Todo comenzó el sábado 18 de mayo por la noche, donde en la parroquia “Nuestra Señora del Rosario” de Zamora Huayco, tuvo lugar el cine-debate de la película “El estudiante”, basándonos en el tema del verdadero amor.
Al día siguiente, se dio la bienvenida a los jóvenes con videos sobre las Jornadas Mundiales de la Juventud anteriores. Luego, tuvo lugar la plenaria a cargo del P. Javier Urquiza, quien habló sobre la superficialidad, planteando claramente de qué se trata, sus “síntomas” y el tratamiento para sanarla. Los jóvenes estaban muy agradecidos por la plenaria, ya que no siempre tienen la oportunidad escuchar hablar sobre estos temas de manera tan clara y simple.

Después de la Misa en la Cumbre
Después de la Misa en la Cumbre

A continuación, se siguió con deportes, donde los jóvenes se recrearon en el amplio campo militar de la caballería de Zamora Huayco.

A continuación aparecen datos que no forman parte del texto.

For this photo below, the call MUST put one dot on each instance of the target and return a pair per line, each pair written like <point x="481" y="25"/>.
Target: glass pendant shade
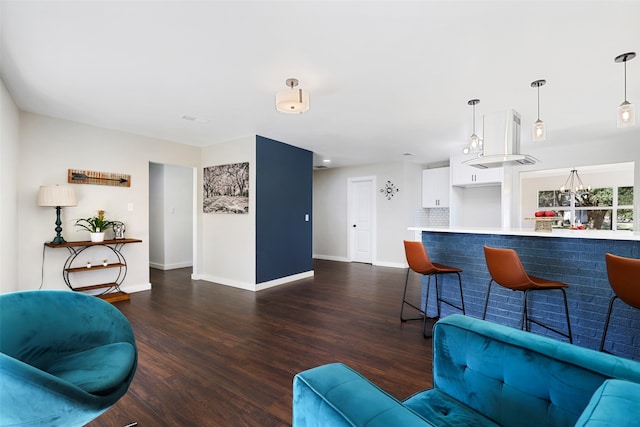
<point x="539" y="131"/>
<point x="626" y="111"/>
<point x="475" y="143"/>
<point x="626" y="115"/>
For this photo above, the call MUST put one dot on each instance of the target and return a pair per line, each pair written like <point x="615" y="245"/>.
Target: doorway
<point x="361" y="213"/>
<point x="172" y="221"/>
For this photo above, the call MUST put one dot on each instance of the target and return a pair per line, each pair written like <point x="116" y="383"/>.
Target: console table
<point x="108" y="291"/>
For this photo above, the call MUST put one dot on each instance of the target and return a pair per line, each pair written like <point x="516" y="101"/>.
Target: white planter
<point x="97" y="237"/>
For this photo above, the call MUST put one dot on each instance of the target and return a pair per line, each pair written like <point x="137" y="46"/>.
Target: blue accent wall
<point x="284" y="185"/>
<point x="578" y="262"/>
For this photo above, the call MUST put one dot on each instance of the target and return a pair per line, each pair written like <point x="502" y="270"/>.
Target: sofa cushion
<point x="442" y="410"/>
<point x="615" y="403"/>
<point x="335" y="395"/>
<point x="518" y="378"/>
<point x="97" y="370"/>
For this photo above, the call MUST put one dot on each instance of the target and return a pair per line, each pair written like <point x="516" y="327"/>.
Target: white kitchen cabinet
<point x="463" y="175"/>
<point x="435" y="188"/>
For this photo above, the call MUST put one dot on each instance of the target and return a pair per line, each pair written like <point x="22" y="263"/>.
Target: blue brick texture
<point x="580" y="263"/>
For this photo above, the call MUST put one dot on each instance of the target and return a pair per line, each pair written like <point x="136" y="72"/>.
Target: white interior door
<point x="361" y="195"/>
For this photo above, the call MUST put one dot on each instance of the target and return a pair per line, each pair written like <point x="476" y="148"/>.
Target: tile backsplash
<point x="428" y="217"/>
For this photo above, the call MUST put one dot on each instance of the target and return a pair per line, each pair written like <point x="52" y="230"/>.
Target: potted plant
<point x="96" y="225"/>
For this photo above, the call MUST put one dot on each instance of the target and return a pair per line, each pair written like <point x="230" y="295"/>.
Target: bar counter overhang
<point x="576" y="257"/>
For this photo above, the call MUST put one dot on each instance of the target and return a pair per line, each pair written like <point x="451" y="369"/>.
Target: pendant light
<point x="292" y="101"/>
<point x="539" y="131"/>
<point x="626" y="111"/>
<point x="475" y="143"/>
<point x="574" y="185"/>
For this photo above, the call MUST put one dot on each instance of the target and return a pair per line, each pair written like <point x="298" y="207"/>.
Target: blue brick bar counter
<point x="573" y="257"/>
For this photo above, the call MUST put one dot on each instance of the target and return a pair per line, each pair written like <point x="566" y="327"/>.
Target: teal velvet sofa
<point x="65" y="358"/>
<point x="484" y="374"/>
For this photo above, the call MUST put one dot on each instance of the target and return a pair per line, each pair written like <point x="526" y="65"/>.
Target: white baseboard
<point x="379" y="263"/>
<point x="173" y="266"/>
<point x="391" y="264"/>
<point x="130" y="289"/>
<point x="283" y="280"/>
<point x="331" y="258"/>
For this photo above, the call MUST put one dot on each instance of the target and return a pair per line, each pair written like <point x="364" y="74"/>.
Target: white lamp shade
<point x="56" y="195"/>
<point x="293" y="101"/>
<point x="626" y="115"/>
<point x="539" y="131"/>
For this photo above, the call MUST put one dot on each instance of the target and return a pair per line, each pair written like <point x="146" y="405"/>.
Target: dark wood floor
<point x="211" y="355"/>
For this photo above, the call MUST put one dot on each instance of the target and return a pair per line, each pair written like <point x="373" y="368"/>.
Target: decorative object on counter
<point x="389" y="190"/>
<point x="626" y="110"/>
<point x="544" y="223"/>
<point x="75" y="176"/>
<point x="539" y="131"/>
<point x="292" y="101"/>
<point x="95" y="225"/>
<point x="118" y="230"/>
<point x="475" y="143"/>
<point x="226" y="189"/>
<point x="57" y="196"/>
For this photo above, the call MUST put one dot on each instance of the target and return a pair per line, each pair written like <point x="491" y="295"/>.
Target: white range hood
<point x="501" y="143"/>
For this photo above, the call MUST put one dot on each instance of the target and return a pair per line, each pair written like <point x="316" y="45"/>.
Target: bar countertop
<point x="576" y="234"/>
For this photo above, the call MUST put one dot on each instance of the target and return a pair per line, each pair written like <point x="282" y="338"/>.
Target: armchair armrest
<point x="336" y="395"/>
<point x="615" y="403"/>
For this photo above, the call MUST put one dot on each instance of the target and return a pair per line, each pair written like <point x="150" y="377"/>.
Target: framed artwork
<point x="77" y="176"/>
<point x="226" y="189"/>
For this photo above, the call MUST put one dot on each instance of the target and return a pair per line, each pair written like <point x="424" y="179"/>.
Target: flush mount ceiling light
<point x="475" y="143"/>
<point x="292" y="101"/>
<point x="626" y="112"/>
<point x="539" y="131"/>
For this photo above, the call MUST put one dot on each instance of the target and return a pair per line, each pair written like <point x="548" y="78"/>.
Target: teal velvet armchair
<point x="65" y="358"/>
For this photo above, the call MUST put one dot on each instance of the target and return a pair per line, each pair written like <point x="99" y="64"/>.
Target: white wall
<point x="178" y="217"/>
<point x="228" y="241"/>
<point x="156" y="215"/>
<point x="330" y="227"/>
<point x="48" y="148"/>
<point x="9" y="143"/>
<point x="171" y="216"/>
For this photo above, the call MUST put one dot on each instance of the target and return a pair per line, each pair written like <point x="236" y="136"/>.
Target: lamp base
<point x="58" y="240"/>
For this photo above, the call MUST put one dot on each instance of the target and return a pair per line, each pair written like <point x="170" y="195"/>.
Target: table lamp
<point x="57" y="196"/>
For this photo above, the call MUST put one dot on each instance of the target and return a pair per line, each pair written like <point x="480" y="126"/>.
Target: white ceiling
<point x="385" y="77"/>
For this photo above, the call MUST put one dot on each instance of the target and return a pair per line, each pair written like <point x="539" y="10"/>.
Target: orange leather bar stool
<point x="506" y="270"/>
<point x="418" y="260"/>
<point x="624" y="278"/>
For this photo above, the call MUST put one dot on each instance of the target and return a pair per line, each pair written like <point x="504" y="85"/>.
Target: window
<point x="605" y="208"/>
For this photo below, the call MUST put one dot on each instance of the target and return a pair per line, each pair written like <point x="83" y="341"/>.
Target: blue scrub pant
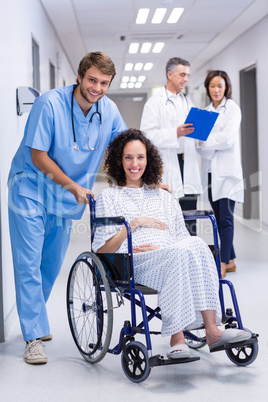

También visitaron la Expo-Congre, donde pudieron ver videos de nuestros misioneros en África, en Papúa Nueva Guinea, en Tayikistán y Jordania, entre otros.

Para el tiempo de talleres, se desarrollaron los siguientes temas “En búsqueda de la felicidad, un mundo libre” sobre la vocación; “Miriam, por qué lloras” sobre el aborto y métodos anticonceptivos; “Noviazgo y amistad, un mundo de señorío” sobre el verdadero amor; “Esoterismo, ocultismo y música, ¿Juego o realidad?” sobre el pensamiento de un católico en este tema.
Cerca del mediodía tuvo lugar el almuerzo, junto con el fogón, llamado aquí “programa”, donde se presentaron varios números artísticos tanto de parte de los religiosos como los niños y jóvenes de la Parroquia; y para finalizar los Padres del IVE, representaron al “rico avaro”.

Ya finalizando las jornadas, rezamos el Santo Rosario en procesión junto con la Cruz de los jóvenes y la Virgen de los Jóvenes. Fue un momento de grandes gracias, ya que cinco sacerdotes estuvieron confesando continuamente, durante la procesión y la Santa Misa.

Luego se participó de la Santa Misa de Pentecostés presidida por el P. Rubén Larzábal, quien habló sobre el sermón de la montaña y los jóvenes.
Es destacable el esfuerzo realizado no solo por los religiosos, sino por la gran ayuda que los laicos nos han brindado para estas jornadas, particularmente los niños y jóvenes de la Parroquia, quienes durante los días anteriores, estuvieron haciendo la “pegatina de afiches” por el centro de la ciudad, y colaborando con diferentes trabajos.

Para nosotros es una gran alegría haber podido realizar nuevamente estas jornadas, que poco a poco van tomando mayor adhesión por parte de los jóvenes ecuatorianos. De hecho, se notó un clima de mayor participación e interés de parte de ellos. Eso se vio reflejado más notablemente, en las preguntas que hacían durante los talleres o que se acercaban hacerles a los religiosos durante el día. Agradecemos las oraciones por esta actividad.
Rogamos al Espíritu Santo “quien es el que abre el corazón y la mente a la divina llamada, quien hace eficaz cada impulso al bien, a la verdad, a la caridad”, que abra el corazón y la mente de estos jóvenes, y todas aquellas almas que son confiadas a nuestra Familia Religiosa, para que Cristo sea amado y glorificado en todo el mundo.